The Pass opened in 1882, and there are stories of harrowing, bone-shaking, dust-choked stage coach travel. One account describes how dalmatians were set in the lead to aggressively harry anyone or anything off the road before the careening coaches and horse teams.
There is a long history of people crossing Independence Pass, which was the birth canal of Aspen over a century ago. Coaches, wagons and even sleighs took miners, businessmen and ladies of the night to Aspen from the silver mining metropolis of Leadville.
I had time to think about every inch of that 20 miles, from Aspen to the top, as I crawled up the Pass, sometimes feeling like a 200-pound sledge was dragging behind me. It all came back from “The High Road to Aspen,” a book I researched and wrote in 2014.
Geographically, the Pass marks the Continental Divide. It climbs through three life zones and seven ecosystems, all visible from the narrow strip of pavement that cuts between two wilderness areas — Hunter-Frying Pan and Collegiate Peaks.
Back in the ’50s and ’60s, students of natural history were guided up the Pass by the late Bob Lewis, a 10th Mountain Division veteran who later taught biology at Aspen High. Bob led field trips that showed students the many species and habitats along the way.
As a conservationist, Bob formed the Independence Pass Foundation, a nonprofit whose mission is stabilizing and revegetating the many road cuts that were causing erosion, which was choking the fragile and essential riparian ecosystem with sediment. IPF puts on the annual “Ride for the Pass,” canceled this year because of COVID-19.
Leaving Aspen, fresh and energized, I passed North Star Nature Preserve where boaters launch flotillas on the Stillwater section of the Roaring Fork. North Star was long ago a stage stop, then was owned by a bootlegger, and later by Jimmy Smith, undersecretary of the Navy under Dwight Eisenhower. North Star inspired the naming of a missile defense system — Polaris — Latin for North Star.
Beyond Difficult Campground, the Pass is aligned differently than its original route, which contoured up the south side of the Roaring Fork past Kevin Costner’s place at Tagert Lake and back across near Weller Lake, the site of a former stage stop and hotel.
Glazed over from oxygen deprivation, I took only vague notice of the Devil’s Punchbowl, the Grottos, the Braille and Discovery Trails, and Independence Ghost Town — all popular attractions. The final switchback above Upper Lost Man took me from the subalpine to the alpine, where my legs and lungs protested in the thin air.

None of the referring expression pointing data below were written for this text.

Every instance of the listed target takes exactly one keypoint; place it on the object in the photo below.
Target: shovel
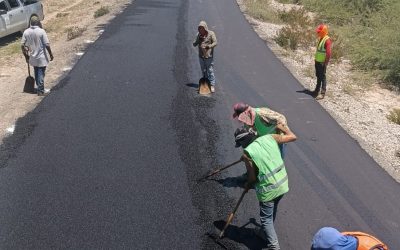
(204, 86)
(218, 238)
(29, 86)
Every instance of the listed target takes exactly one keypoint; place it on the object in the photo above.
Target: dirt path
(59, 16)
(361, 112)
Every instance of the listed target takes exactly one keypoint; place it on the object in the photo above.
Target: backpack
(367, 242)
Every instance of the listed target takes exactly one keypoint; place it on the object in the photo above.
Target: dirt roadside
(361, 112)
(62, 18)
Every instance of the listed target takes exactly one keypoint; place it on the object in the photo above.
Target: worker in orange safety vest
(322, 56)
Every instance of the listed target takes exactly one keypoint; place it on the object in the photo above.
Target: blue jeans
(39, 78)
(207, 69)
(267, 216)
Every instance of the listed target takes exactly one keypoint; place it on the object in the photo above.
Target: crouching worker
(328, 238)
(266, 171)
(262, 119)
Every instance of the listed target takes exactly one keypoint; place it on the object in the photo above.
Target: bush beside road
(355, 98)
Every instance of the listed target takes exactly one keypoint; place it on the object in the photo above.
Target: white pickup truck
(15, 15)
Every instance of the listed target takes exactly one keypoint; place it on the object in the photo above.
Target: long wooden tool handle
(230, 217)
(223, 168)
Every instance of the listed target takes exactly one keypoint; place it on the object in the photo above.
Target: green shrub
(394, 116)
(296, 17)
(101, 12)
(260, 9)
(74, 32)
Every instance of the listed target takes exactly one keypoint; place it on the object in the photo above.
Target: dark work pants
(320, 72)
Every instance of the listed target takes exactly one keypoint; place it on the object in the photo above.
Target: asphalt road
(109, 159)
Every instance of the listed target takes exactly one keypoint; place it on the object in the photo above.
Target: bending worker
(263, 120)
(265, 170)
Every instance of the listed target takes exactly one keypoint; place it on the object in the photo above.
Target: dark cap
(239, 108)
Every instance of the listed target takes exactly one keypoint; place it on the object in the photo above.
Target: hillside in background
(366, 31)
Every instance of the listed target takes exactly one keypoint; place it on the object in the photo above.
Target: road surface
(109, 159)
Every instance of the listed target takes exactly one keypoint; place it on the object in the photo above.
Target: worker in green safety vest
(322, 57)
(266, 171)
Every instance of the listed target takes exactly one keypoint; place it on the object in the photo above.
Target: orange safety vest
(366, 241)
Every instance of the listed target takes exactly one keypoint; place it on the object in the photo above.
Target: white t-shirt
(35, 39)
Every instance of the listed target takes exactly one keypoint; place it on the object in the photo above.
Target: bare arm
(50, 53)
(25, 53)
(214, 40)
(251, 171)
(196, 41)
(287, 136)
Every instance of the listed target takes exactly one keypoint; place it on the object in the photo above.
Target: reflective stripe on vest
(270, 174)
(268, 188)
(320, 54)
(272, 179)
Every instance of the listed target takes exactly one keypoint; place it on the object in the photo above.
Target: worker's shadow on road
(244, 235)
(231, 182)
(307, 92)
(4, 41)
(192, 85)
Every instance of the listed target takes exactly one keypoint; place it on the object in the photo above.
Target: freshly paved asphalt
(110, 158)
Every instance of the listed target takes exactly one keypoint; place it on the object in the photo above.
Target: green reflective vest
(320, 54)
(272, 177)
(261, 127)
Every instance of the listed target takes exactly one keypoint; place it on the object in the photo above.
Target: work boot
(320, 96)
(43, 93)
(314, 93)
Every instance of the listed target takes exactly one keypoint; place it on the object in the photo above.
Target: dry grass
(349, 89)
(394, 116)
(101, 12)
(309, 71)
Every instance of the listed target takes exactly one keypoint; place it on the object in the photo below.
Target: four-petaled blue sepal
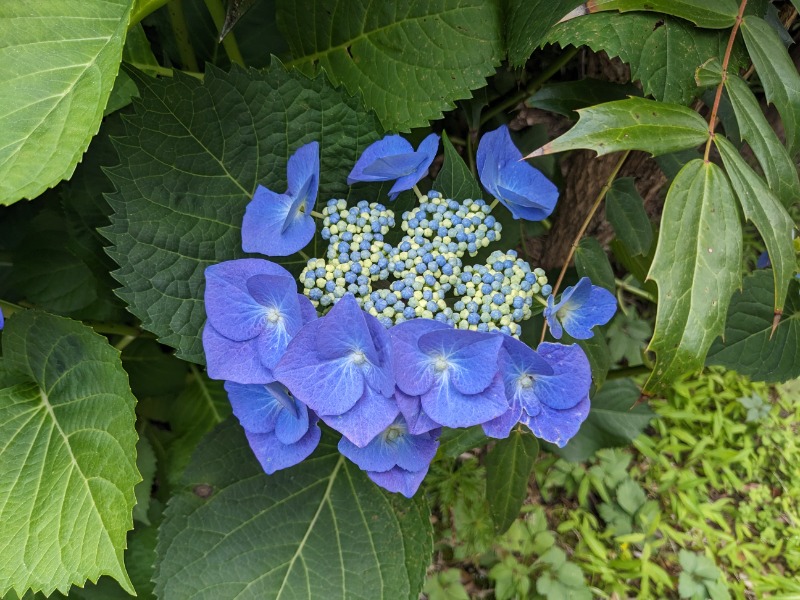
(521, 188)
(393, 158)
(281, 224)
(341, 367)
(253, 311)
(455, 372)
(395, 459)
(280, 429)
(581, 307)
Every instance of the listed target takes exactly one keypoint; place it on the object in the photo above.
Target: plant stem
(712, 120)
(603, 191)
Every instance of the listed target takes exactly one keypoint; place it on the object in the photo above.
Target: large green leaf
(318, 530)
(663, 52)
(766, 212)
(58, 61)
(192, 157)
(778, 75)
(409, 60)
(68, 456)
(746, 345)
(697, 267)
(632, 124)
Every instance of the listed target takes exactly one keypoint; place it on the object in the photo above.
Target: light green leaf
(697, 267)
(778, 75)
(318, 530)
(192, 158)
(764, 210)
(710, 14)
(409, 60)
(508, 469)
(746, 346)
(55, 81)
(632, 124)
(68, 456)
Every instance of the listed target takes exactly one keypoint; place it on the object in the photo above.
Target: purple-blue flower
(393, 158)
(281, 224)
(395, 459)
(280, 429)
(581, 307)
(521, 188)
(455, 372)
(341, 367)
(253, 311)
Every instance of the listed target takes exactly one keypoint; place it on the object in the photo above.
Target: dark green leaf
(320, 530)
(697, 268)
(632, 124)
(409, 60)
(625, 211)
(746, 346)
(508, 469)
(766, 212)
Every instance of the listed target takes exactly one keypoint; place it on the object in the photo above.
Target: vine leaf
(697, 267)
(409, 60)
(631, 124)
(68, 456)
(52, 100)
(322, 530)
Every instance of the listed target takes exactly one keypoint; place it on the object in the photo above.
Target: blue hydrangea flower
(253, 311)
(521, 188)
(280, 430)
(280, 224)
(341, 367)
(581, 307)
(395, 459)
(393, 158)
(455, 372)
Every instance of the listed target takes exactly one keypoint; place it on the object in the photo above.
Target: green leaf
(614, 420)
(318, 530)
(625, 211)
(746, 346)
(663, 52)
(454, 179)
(68, 456)
(527, 22)
(697, 267)
(591, 261)
(765, 211)
(710, 14)
(632, 124)
(55, 81)
(508, 469)
(189, 167)
(409, 60)
(778, 75)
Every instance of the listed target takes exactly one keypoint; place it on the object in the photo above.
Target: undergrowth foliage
(282, 317)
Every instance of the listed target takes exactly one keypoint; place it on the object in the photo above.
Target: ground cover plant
(367, 300)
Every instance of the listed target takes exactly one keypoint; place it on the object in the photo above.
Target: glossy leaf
(508, 469)
(697, 268)
(54, 84)
(323, 530)
(632, 124)
(409, 60)
(68, 456)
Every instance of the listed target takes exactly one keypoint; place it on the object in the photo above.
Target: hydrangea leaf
(746, 346)
(697, 268)
(69, 456)
(320, 531)
(52, 98)
(409, 60)
(192, 157)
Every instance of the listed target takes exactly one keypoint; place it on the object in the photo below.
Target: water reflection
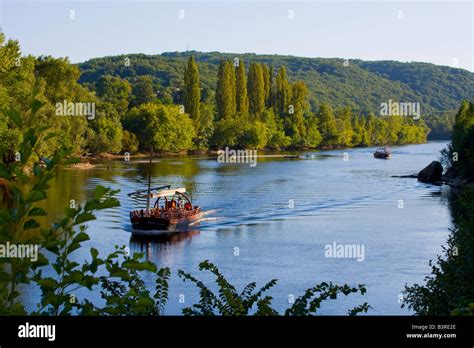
(153, 246)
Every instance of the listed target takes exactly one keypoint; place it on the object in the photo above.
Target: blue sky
(437, 32)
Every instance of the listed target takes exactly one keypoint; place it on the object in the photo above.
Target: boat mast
(148, 196)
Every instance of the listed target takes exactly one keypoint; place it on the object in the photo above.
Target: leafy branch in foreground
(229, 302)
(119, 277)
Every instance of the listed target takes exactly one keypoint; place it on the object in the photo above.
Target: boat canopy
(166, 193)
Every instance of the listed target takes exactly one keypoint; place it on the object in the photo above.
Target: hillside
(362, 85)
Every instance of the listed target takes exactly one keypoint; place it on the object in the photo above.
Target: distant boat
(383, 152)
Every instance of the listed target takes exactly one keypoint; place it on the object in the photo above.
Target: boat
(172, 210)
(383, 152)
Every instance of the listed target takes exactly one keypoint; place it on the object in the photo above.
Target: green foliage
(242, 100)
(105, 133)
(163, 127)
(129, 142)
(311, 300)
(118, 277)
(192, 93)
(228, 301)
(225, 90)
(114, 90)
(256, 89)
(143, 91)
(449, 289)
(463, 141)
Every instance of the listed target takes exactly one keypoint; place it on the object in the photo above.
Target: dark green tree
(241, 90)
(225, 90)
(192, 92)
(143, 91)
(256, 89)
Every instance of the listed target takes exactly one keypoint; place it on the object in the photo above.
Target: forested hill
(362, 85)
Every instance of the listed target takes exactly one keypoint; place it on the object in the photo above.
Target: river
(277, 220)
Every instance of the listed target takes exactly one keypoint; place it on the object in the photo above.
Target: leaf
(37, 211)
(30, 224)
(15, 116)
(36, 105)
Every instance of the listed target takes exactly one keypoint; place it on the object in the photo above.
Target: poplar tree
(225, 90)
(282, 93)
(242, 101)
(256, 89)
(192, 92)
(267, 82)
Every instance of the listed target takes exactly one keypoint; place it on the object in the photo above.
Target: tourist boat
(383, 152)
(172, 210)
(177, 212)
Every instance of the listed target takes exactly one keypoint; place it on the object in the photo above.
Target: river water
(278, 219)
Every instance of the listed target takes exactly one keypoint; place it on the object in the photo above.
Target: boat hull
(164, 224)
(382, 155)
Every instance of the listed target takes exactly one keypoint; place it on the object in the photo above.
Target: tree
(225, 90)
(282, 93)
(242, 100)
(327, 125)
(256, 89)
(129, 142)
(143, 91)
(267, 79)
(192, 92)
(105, 133)
(297, 109)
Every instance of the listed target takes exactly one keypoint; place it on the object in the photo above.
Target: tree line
(255, 108)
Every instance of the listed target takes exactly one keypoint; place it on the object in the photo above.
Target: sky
(438, 32)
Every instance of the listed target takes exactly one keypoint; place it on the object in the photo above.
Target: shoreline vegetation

At the top of the Pass was a cluster of ebullient cyclists cheering their friends on in a community celebration of athletic prowess matched against a challenging and stunningly beautiful landscape of snow-clad mountain peaks stretching in every direction.
A pass is symbolic as a crossing, a crucible, an achievement, a barrier, a passageway. Independence Pass is Aspen’s true front door and an invitation to all that lies beyond.